Getting software work that is all chunked up and split up into individual pieces so nobody steps on each other’s toes does not lend itself well to working on stories on the same system as a “team”.

That is until I saw the team staying Friday afternoons at the end of the sprint.

The team was there because they wanted to get to a clean sprint together so they were all working together to:

  • Get their individual stories done.
  • Pairing with each other to get stories done.
  • Code reviewing each other’s work right away.
  • Testing out each other’s work on integration environments to validate work.

I always thought Fridays were slow days, here, my team was showing me intense focus that I didn’t want to get in their way.

This is how the engineering is a “team sport”.

Conclusion

Getting to a clean sprint is a great feeling. The team works together in a manner to finish all the stories. The fact that stories are done at the end and everyone can start fresh for the next sprint.

I enjoy the clean sprint feeling so much that as a manager, I work to make sure my team gets to a clean sprint every time.
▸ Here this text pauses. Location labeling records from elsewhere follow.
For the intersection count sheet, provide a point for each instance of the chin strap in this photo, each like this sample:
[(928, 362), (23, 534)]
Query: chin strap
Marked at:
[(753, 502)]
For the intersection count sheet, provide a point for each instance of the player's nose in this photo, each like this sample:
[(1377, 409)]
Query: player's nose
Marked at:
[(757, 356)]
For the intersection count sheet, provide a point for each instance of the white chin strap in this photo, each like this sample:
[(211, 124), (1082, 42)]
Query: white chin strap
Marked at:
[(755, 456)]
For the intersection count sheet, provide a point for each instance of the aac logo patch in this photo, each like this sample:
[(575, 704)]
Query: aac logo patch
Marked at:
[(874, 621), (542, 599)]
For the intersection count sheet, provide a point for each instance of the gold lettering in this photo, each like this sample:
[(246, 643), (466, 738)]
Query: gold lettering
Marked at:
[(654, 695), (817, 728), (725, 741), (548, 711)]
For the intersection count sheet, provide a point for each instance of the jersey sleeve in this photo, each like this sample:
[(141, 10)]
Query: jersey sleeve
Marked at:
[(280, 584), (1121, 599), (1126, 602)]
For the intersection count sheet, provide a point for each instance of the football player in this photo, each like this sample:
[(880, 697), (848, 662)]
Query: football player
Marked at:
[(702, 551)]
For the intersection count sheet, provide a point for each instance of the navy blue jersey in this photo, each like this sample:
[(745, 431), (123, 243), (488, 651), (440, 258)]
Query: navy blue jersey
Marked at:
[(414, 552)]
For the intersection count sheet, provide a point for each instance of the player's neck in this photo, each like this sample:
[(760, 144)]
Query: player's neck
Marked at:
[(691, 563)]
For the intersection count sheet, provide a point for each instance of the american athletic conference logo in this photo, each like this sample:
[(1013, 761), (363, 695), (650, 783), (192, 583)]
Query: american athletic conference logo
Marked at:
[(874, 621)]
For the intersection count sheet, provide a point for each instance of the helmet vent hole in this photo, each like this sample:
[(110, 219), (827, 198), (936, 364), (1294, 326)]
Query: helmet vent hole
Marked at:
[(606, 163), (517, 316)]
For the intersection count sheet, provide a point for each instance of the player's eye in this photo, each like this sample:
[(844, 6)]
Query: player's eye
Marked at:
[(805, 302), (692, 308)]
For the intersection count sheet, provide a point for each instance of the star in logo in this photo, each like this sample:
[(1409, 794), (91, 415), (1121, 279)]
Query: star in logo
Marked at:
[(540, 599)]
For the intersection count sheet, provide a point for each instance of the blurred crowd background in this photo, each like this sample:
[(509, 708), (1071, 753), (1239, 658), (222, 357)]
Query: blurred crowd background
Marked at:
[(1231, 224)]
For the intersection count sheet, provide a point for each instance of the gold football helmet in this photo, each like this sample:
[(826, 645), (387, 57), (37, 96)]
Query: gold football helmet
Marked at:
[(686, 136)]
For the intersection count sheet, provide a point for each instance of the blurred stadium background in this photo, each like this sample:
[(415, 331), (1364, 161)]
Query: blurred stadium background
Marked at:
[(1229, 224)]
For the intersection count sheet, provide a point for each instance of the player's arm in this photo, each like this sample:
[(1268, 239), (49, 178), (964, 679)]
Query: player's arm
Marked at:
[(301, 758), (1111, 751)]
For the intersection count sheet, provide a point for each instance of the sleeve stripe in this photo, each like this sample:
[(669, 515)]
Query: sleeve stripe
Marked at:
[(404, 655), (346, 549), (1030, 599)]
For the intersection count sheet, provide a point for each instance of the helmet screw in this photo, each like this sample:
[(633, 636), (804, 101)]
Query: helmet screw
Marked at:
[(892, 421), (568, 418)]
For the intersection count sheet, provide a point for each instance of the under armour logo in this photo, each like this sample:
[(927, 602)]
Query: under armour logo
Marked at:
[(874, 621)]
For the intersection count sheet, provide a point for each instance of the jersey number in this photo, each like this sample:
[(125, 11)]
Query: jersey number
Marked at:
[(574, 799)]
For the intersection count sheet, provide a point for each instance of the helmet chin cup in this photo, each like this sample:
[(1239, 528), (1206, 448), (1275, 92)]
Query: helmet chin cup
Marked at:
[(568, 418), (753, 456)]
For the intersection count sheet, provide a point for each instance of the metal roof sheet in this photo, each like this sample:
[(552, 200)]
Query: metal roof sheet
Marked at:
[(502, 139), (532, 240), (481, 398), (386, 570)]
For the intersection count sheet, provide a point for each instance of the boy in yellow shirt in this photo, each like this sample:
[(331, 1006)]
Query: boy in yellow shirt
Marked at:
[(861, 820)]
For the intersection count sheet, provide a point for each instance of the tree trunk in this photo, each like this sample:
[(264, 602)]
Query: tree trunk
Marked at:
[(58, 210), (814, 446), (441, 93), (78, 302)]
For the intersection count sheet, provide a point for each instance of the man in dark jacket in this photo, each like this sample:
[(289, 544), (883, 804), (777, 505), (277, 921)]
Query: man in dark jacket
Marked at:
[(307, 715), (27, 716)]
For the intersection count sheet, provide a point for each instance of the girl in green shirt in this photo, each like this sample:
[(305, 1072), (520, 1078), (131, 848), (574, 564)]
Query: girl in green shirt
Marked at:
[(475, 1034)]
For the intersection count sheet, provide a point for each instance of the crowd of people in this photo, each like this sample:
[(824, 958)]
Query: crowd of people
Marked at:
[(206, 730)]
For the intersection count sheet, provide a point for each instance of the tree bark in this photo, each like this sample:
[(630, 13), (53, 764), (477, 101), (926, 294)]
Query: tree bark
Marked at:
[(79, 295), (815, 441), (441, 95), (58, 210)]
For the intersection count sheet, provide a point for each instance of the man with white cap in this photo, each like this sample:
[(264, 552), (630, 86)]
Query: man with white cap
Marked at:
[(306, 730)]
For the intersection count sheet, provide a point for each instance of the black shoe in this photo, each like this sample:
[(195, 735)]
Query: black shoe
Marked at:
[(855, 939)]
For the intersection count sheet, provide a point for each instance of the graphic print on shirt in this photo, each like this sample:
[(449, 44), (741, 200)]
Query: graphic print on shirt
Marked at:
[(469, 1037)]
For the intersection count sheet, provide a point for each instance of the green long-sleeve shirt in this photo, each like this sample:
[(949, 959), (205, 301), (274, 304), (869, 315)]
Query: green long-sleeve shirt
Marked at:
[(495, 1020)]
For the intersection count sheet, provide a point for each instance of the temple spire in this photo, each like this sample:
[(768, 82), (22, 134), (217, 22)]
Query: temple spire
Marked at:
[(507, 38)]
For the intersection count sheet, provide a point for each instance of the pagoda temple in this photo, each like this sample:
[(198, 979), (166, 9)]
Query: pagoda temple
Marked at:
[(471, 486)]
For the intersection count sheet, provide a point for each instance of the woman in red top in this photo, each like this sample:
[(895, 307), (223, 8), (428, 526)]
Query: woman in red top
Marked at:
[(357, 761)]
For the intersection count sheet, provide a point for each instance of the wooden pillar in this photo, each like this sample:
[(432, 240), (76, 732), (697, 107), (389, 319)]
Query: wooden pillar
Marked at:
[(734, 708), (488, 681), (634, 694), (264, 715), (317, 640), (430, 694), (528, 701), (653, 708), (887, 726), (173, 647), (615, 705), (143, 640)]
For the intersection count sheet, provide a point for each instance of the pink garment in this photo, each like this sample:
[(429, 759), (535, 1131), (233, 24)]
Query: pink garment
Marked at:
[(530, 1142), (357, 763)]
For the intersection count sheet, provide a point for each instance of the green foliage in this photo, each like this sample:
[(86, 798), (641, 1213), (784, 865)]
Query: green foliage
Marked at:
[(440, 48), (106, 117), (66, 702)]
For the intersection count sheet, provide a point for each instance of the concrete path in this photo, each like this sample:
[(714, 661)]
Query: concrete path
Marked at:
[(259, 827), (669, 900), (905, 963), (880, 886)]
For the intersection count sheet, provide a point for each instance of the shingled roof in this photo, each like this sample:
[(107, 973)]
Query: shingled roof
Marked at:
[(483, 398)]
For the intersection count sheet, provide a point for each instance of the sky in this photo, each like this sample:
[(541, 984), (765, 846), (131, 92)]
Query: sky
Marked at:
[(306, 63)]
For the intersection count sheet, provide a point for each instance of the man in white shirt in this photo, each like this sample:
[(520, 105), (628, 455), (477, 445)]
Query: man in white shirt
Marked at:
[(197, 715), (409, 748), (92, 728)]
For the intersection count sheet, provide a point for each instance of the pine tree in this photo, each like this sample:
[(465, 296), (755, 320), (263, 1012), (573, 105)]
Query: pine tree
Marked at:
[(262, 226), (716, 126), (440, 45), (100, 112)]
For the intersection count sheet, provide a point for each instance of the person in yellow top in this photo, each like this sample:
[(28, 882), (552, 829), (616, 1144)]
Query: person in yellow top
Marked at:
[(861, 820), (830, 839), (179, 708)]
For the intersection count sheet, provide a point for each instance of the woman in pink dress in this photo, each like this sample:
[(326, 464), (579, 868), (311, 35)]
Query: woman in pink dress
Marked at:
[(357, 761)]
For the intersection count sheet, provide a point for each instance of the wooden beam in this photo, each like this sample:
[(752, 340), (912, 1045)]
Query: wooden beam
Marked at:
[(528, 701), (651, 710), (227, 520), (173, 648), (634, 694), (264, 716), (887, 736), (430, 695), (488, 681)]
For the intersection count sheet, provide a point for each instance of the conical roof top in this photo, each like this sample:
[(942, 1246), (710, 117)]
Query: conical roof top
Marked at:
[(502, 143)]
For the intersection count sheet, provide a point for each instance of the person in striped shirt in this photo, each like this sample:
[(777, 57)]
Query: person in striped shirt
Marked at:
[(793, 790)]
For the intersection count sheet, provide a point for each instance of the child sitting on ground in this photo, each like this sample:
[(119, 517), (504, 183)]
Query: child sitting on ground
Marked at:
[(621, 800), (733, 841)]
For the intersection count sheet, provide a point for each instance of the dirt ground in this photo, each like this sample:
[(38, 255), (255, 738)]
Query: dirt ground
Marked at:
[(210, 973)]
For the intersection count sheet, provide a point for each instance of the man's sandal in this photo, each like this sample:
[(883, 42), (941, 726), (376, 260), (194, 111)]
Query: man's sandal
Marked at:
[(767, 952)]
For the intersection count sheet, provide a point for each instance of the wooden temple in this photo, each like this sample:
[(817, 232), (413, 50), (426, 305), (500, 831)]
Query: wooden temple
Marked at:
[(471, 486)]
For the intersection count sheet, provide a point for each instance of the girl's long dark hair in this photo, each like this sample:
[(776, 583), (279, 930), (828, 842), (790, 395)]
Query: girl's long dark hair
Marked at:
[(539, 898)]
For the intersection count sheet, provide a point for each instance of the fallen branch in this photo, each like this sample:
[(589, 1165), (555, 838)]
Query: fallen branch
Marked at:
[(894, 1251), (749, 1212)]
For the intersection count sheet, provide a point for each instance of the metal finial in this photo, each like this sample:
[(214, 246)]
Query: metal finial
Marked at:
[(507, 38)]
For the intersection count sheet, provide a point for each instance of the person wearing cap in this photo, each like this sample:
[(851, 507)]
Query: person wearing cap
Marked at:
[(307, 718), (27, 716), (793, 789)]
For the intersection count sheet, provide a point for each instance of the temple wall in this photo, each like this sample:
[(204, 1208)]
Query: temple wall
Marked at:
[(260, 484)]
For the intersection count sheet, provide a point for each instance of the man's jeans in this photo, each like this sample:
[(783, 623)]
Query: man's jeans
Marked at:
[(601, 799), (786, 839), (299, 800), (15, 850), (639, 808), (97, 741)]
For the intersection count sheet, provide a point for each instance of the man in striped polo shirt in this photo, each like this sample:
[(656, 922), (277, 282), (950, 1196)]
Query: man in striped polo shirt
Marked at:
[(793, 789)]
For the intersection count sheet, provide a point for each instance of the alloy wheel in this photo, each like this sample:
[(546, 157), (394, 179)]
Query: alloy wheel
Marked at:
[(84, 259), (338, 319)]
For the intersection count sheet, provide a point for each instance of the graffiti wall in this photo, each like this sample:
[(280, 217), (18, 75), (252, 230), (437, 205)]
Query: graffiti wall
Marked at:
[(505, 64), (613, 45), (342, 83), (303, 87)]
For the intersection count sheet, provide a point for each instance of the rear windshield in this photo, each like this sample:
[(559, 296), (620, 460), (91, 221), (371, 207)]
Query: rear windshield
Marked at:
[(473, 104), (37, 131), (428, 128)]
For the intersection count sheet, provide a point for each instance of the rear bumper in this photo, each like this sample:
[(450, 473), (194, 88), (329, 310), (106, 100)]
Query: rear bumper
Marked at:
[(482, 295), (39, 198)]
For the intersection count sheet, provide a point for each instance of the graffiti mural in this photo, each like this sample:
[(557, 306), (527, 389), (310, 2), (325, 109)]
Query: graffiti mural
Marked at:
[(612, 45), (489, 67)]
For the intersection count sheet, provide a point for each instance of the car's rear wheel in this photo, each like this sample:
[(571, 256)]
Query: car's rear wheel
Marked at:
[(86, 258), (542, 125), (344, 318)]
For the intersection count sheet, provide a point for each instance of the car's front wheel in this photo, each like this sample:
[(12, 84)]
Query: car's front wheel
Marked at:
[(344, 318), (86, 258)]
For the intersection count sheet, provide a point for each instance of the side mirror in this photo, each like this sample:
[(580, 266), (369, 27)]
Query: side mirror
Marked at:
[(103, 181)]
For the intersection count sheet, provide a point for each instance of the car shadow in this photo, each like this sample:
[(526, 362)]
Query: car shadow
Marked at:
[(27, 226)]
This involves:

  • Putting in pre-sprint work to ensure stories have details, clear, and for anyone on the team.
  • Do “system discovery” work for the story together.
  • During the sprint, I ensure team is on track and help them get back on track while problems are small and there’s time before the end of the sprint.
  • I also work with the team to scope the next set of sprint stories so there’s always stories ready to go.

Going from having sprints where dragging stories from sprint to sprint was the norm to having sprints to be “clean” took one presentation and one experience.

All it takes is one experience of a clean sprint, and you’ll be working to achieve this feeling over and over.